Wawa, which has moved back into Center City as the resident population rises, reopened its store at Ninth and Walnut on Thursday. It was jammed with Thomas Jefferson Health workers buying coffee, hoagies, and pretzels. But a casual visitor could walk by its narrow windows and miss the store. A new sign is on order, said Wawa spokeswoman Lori Bruce.
The new Walgreens doesn't have that issue. Pedestrians can stand across Broad and watch third-floor shoppers choose adult diapers through the wide windows.
Walgreens has "flagships" in eight other cities. "I like these. But it's hard to move the needle, with 7,000-plus stores," John Ransom, drug stock analyst at Raymond James & Associates in St. Petersburg, Fla., told me.
"There's a lot of people experimenting," says Robert Ambrosi, owner of ARC Properties of Philadelphia and Clifton, N.J., who has developed 35 Walgreens and 100 rival CVS pharmacies since the 1980s. Wal-Mart has opened a chain of pharmacy-sized stores in Chicago. CVS has added medical offices. Rite Aid, based in Camp Hill, has overhauled stores, tripling its share price.

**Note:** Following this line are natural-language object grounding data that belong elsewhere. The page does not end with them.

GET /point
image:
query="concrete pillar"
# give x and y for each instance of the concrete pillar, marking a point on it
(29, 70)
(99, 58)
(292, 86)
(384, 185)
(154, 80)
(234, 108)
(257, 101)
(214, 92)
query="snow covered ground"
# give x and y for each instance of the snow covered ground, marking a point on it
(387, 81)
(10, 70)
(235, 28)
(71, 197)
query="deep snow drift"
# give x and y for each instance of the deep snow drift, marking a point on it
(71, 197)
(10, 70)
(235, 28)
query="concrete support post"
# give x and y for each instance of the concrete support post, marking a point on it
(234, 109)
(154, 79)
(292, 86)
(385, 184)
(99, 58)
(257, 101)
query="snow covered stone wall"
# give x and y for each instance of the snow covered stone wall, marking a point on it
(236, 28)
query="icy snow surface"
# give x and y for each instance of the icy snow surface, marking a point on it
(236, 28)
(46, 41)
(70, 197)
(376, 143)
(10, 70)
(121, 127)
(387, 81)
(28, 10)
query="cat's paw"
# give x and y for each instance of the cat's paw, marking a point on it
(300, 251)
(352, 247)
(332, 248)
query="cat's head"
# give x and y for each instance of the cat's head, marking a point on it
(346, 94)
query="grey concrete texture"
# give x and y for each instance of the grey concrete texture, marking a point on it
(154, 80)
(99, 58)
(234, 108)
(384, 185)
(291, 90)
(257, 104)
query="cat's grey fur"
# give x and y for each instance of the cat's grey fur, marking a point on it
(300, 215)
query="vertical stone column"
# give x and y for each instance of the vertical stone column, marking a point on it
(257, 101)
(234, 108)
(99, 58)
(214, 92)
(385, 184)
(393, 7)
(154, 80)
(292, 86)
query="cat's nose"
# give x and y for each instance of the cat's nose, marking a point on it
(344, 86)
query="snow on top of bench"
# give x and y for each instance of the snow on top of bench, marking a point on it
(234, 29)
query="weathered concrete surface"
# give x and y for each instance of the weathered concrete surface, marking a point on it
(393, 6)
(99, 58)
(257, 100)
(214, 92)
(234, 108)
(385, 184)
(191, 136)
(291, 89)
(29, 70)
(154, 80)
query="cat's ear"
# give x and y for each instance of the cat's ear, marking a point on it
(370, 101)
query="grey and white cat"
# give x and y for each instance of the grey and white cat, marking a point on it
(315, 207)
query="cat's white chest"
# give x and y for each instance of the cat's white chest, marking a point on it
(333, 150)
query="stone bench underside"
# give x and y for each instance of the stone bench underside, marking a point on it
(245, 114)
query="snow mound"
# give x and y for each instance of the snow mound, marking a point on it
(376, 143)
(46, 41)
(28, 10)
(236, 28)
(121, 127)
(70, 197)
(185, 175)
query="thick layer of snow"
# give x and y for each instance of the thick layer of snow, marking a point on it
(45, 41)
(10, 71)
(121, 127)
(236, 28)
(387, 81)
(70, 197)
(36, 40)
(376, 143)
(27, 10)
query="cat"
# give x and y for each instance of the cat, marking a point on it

"Pharmacies are the highest rent-payers on the market," Ambrosi added. "People want convenience. And prescriptions make them a lot of money." The Broad Street Walgreens, near Jefferson and Hahnemann hospitals, is in "a strategic location."
Walgreens can't afford this to be just a billboard, says Alan Levin, Delaware's economic- development director, who sold his drugstore chain, Happy Harry's, to Walgreens in 2006. Earning just three cents, after tax, on every dollar of sales, according to Levin, "they don't have a lot of margin for error here. Frozen food makes sense. Fresh foods, they don't have a long shelf life.
"Will people really plan their dinner here? Maybe, in the city. But don't lose sight of your primary mission. In retail, you always put your toe in. I'm not sure you want to jump."